Issues with the master cylinder
As the name indicates, the master clutch cylinder is an essential clutch system component. It converts the clutch pedal mechanical movement into a hydraulic pressure needed for optimal clutch operation. It is connected to the clutch pedal via a pin.
If the master cylinder fails or leaks, the clutch won’t have pressure. In this case, bleeding the clutch won’t restore the lost pressure.
Low clutch fluid
I said earlier that the clutch master cylinder converts the pedal’s movement to hydraulic pressure. It does this with the help of the clutch fluid.
If the fluid in the fluid reservoir on top of the master cylinder is low, it’ll cause low or no pressure on the pedal. It could be that you did not top up the fluid during or after bleeding the clutch. If there’s no fluid in the reservoir, the clutch pedal will stay on the floor due to no pressure.
Damaged throw-out bearing
The throwout bearing is an essential clutch component that helps temporarily disengage the engine from the transmission as you depress the clutch pedal. If the throwout bearing becomes faulty, the clutch won’t function as it should.
Here are signs of a bad clutch throwout bearing.
Entire clutch failure
If the throwout bearing, clutch plate, or disc are damaged, the clutch won’t hold pressure when you depress it. Keep in mind that the clutch system components work in harmony. Damage in one part can affect other system components if ignored for an extended period.
For instance, a worn clutch plate will wear out the disc if not changed on time.
Now that we have seen why the clutch pedal loses pressure overnight or even after bleeding, let’s explore how to get pressure back in clutch.
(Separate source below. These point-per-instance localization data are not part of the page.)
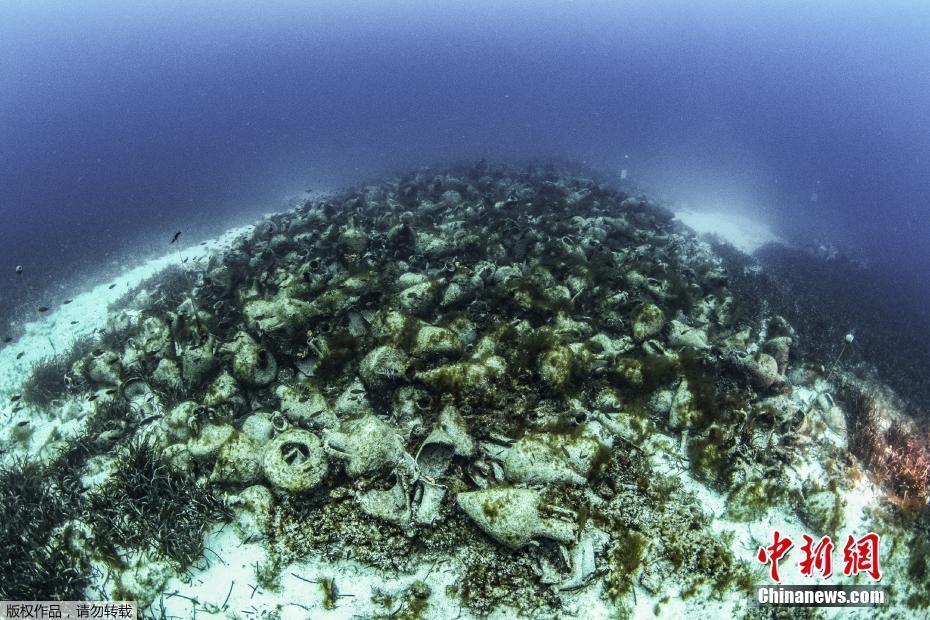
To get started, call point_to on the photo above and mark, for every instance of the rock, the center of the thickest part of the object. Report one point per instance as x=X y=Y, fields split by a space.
x=294 y=461
x=512 y=517
x=780 y=349
x=681 y=335
x=253 y=506
x=383 y=367
x=353 y=402
x=432 y=342
x=258 y=428
x=223 y=391
x=251 y=363
x=179 y=420
x=197 y=363
x=682 y=411
x=367 y=445
x=237 y=462
x=647 y=321
x=418 y=298
x=555 y=367
x=282 y=314
x=545 y=458
x=154 y=338
x=208 y=442
x=103 y=369
x=167 y=375
x=304 y=405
How to fix if there is no pressure in the clutch after bleeding
You have seen several reasons for a clutch to lose pressure after bleeding. The best way to fix it is to identify and rectify the root cause of the problem. You need one or more of the following to fix the problem.
Top the clutch fluid.
Open the fluid reservoir and check the level. If the fluid is below the minimum line, it is the root cause of the problem. All you have to do is to top up the fluid and rebleed the clutch.
Bleed the clutch properly.
If you did not bleed the clutch properly, the only solution is to rebleed it. And this time, you must get it right. If not, the problem will still be there.
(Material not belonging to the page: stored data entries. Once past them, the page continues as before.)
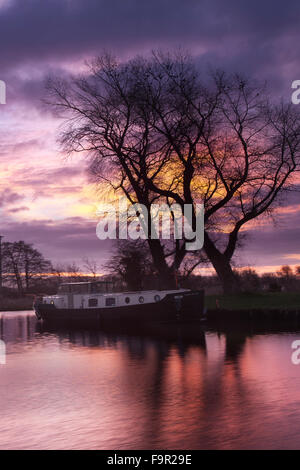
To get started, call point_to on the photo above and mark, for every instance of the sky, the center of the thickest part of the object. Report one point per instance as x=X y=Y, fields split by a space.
x=45 y=198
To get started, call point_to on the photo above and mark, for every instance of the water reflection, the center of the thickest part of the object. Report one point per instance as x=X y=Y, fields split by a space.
x=94 y=389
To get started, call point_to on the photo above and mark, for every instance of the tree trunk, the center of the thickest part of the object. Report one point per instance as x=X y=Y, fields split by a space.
x=222 y=266
x=165 y=273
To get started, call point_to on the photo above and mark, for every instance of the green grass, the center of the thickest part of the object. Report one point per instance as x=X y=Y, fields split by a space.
x=276 y=300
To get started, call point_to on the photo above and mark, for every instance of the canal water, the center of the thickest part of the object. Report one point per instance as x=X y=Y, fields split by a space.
x=70 y=389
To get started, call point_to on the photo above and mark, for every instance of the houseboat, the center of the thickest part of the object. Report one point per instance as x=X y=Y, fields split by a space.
x=97 y=301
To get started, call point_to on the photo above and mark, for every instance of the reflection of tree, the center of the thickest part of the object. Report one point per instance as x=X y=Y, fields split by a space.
x=235 y=343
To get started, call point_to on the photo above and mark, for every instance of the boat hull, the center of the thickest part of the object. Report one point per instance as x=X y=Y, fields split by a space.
x=186 y=306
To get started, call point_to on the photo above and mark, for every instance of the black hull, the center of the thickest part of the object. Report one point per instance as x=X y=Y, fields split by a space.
x=172 y=308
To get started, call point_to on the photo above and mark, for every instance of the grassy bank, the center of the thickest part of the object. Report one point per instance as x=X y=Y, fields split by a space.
x=257 y=301
x=16 y=303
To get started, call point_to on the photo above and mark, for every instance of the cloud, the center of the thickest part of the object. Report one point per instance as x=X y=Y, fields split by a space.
x=8 y=197
x=69 y=240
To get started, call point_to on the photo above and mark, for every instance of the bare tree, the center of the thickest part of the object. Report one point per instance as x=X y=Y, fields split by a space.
x=131 y=262
x=91 y=267
x=158 y=132
x=23 y=264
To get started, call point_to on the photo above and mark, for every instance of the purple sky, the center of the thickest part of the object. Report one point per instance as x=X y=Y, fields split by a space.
x=44 y=199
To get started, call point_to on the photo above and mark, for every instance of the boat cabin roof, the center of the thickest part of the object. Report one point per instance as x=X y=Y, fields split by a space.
x=87 y=287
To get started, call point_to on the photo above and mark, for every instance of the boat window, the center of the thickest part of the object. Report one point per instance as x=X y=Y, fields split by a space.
x=93 y=302
x=110 y=301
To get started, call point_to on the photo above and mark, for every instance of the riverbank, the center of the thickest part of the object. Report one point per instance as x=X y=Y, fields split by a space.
x=280 y=308
x=254 y=301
Bleeding clutch cap on or off? If this is your contemplation, you have nothing to worry about. You can bleed the clutch with the cap off or on. However, I recommend removing the cap to monitor the fluid level as you bleed.
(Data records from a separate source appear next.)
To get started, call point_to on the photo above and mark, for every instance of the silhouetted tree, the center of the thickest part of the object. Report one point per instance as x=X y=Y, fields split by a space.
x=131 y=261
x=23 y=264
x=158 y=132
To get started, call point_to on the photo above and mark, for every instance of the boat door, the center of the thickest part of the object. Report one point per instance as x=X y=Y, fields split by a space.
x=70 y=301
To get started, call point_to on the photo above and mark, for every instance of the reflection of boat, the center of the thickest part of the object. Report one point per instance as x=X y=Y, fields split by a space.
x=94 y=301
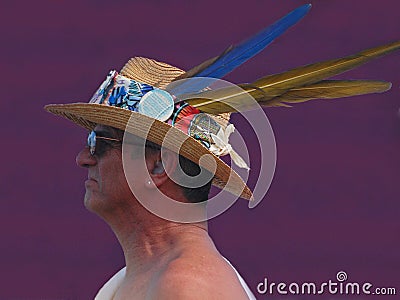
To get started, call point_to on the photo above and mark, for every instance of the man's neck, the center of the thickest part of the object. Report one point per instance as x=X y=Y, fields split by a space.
x=152 y=241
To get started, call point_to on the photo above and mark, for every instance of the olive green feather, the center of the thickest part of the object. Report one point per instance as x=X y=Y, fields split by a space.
x=296 y=85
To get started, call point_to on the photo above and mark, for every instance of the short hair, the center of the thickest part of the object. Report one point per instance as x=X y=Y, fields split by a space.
x=189 y=168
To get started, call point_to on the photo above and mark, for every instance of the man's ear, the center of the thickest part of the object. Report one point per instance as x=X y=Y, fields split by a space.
x=162 y=165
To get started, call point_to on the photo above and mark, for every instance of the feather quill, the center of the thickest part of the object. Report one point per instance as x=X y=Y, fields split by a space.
x=270 y=87
x=234 y=56
x=326 y=89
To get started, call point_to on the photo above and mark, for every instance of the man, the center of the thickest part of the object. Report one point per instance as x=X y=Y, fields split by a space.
x=155 y=200
x=164 y=259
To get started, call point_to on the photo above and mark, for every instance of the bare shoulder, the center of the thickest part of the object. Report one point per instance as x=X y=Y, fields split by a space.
x=203 y=276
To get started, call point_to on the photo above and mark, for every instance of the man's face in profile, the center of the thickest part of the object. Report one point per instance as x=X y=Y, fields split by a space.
x=106 y=186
Don’t allow the fluid to drop below the minimum mark while bleeding. If it does, air will get trapped in the system.
Replace the slave and the master cylinder.
Check the slave cylinder to see if it is working properly. If it is damaged, replace the lousy parts and service it. However, I recommend changing the entire unit for a better result.
Inspect the master cylinder to see if it is okay. Check for leaks around or have a certified mechanic inspect it. Even the smallest leak anywhere in the system will cause pressure loss.
Check and replace the damaged clutch assembly.
Inspect the clutch assembly and replace damaged components. You’ll have to drop the transmission before assessing the clutch assembly. A worn-out clutch plate, worn-out or broken clutch disc, or damaged throw-out bearing can cause the problem.
A certified mechanic should be able to tell when any of these clutch components are bad. If you suspect any of these components are bad, drive to your mechanic and have them take a look. They will be able to identify and replace the faulty part as needed.
Trust me, having no pressure in clutch after bleeding is quite unnerving and frustrating. It’ll make you feel like you don’t know how to bleed a clutch. But knowing the possible causes and how to address them will ease the frustration. Of course, if you have been reading to this point, you will have learned the possible reasons and how to rectify them.